Memorial Hall | 1225 Elm St., Cincinnati, OH 45202; 513-977-8838

Saturday, May 11, 2 p.m.: “Five Little Monkeys”

This family-friendly play recounts a zany day in the life of the silly simians of Eileen Christelow’s “Five Little Monkeys” books. It’s billed as fun for ages 3 and up.

Last chance:

• “Mercury”: It’s a comedy … about revenge. In the second of his “planetary” plays, Steve Yockey takes on the heat of Mercury and the odd things that happen when the mercury rises. Through Saturday, May 11, at Know Theatre (1120 Jackson St., Cincinnati, OH 45202; 513-300-5669).

• “Skeleton Crew”: In Detroit in 2008, a tight-knit group of autoworkers faces tough decisions about the future in this regional premiere by Dominique Morisseau. Through Saturday, May 11, at Ensemble Theatre Cincinnati (1127 Vine St., Cincinnati, OH 45202; 513-421-3555).

 


 

Cincinnati Art Museum Paris 1900
‘Paris 1900’ at the Cincinnati Art Museum:
Victor Prouvé (1858–1943), “Joyful and Peaceful Rest: Meditation,” 1899, oil on canvas; Petit Palais, Paris, © Stéphane Piera/Petit Palais/Roger-Viollet

VISUAL ART

Greenwich House Gallery | 2124 Madison Road, Cincinnati, OH 45208; 513-871-8787

Opens Friday, May 10, 5-8 p.m.: “Elements”

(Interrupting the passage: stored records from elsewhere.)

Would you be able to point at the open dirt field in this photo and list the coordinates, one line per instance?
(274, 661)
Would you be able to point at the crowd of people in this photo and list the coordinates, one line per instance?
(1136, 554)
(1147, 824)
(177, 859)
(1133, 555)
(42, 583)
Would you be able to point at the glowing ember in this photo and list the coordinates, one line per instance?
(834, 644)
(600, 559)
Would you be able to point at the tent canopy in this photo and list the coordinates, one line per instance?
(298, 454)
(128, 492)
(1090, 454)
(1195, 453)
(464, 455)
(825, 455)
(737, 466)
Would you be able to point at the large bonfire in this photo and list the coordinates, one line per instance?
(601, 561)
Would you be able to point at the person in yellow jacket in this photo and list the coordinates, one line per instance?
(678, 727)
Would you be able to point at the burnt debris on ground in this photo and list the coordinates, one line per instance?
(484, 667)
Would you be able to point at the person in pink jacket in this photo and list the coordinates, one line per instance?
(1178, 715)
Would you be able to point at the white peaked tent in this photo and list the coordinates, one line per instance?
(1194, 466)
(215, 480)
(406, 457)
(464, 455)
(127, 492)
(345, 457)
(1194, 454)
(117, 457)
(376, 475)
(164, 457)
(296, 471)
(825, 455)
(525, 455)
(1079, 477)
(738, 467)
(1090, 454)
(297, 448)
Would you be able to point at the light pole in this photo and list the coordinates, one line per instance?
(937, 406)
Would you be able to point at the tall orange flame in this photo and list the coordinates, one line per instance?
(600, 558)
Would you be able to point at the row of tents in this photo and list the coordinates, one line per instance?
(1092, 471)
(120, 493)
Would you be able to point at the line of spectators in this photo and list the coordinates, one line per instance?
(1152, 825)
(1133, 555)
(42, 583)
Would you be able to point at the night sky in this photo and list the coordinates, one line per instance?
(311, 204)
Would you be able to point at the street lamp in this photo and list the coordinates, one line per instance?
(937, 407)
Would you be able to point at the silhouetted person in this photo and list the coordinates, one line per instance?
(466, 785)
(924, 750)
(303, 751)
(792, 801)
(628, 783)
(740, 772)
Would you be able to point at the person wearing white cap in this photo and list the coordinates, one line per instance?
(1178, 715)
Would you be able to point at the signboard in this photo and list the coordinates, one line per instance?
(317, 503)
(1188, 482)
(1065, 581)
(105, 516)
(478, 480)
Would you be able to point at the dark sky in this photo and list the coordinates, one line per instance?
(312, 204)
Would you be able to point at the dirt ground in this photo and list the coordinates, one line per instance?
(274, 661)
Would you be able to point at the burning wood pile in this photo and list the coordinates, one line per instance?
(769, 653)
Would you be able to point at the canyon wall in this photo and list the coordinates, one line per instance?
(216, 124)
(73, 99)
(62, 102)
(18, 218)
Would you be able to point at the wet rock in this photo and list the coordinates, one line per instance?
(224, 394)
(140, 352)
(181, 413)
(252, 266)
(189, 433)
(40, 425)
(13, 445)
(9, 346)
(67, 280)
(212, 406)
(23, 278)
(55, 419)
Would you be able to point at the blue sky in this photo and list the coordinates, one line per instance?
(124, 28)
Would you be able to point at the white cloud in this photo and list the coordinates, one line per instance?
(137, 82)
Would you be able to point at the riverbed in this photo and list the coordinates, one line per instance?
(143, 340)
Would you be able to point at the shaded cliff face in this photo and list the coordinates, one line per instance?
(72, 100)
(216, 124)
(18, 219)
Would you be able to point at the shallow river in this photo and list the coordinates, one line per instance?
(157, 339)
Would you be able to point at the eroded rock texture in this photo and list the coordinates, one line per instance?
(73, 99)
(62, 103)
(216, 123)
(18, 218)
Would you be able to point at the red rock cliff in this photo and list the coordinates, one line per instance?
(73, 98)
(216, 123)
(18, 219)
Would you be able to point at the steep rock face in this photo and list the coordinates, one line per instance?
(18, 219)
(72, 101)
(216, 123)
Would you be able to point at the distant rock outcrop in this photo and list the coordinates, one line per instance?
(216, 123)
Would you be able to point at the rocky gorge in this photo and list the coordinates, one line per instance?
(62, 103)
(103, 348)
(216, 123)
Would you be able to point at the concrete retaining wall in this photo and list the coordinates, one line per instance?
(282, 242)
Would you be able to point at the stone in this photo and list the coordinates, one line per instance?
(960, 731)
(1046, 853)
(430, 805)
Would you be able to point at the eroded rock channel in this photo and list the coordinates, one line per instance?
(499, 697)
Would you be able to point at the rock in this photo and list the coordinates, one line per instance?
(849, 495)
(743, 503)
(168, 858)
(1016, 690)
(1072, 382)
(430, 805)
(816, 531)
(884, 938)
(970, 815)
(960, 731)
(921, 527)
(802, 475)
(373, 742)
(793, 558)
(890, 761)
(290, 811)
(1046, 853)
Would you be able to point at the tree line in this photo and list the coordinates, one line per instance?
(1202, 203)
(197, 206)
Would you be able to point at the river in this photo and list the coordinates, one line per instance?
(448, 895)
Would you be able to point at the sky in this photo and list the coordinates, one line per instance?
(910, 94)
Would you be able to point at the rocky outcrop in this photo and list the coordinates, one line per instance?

Six female artists bring their latest work in their element – hence the title – of choice. Two are from Cincinnati – Shelby Hine and Donna Talerico. Those elements include acrylic, glass, paper and steel. Through June 8.

Last chance:

• “Paris 1900”: Sadly, the Belle Époque is about to end again. Exhibition features more than 200 works from the turn of the 20th century by the likes of Claudel, Pisarro, Renoir, Rodin and Toulouse-Lautrec. Through Sunday, May 12, at the Cincinnati Art Museum (953 Eden Park Drive, Cincinnati, OH 45202; 513-721-2787).

• “Tearassin’ Like a Slug Outta Heaven”: Thought-provoking works by Manal Kara, a self-taught, Moroccan-American artist. Through Saturday, May 11, at BasketShop (3105 Harrison Ave | Cincinnati, OH 45211; 469-774-5656).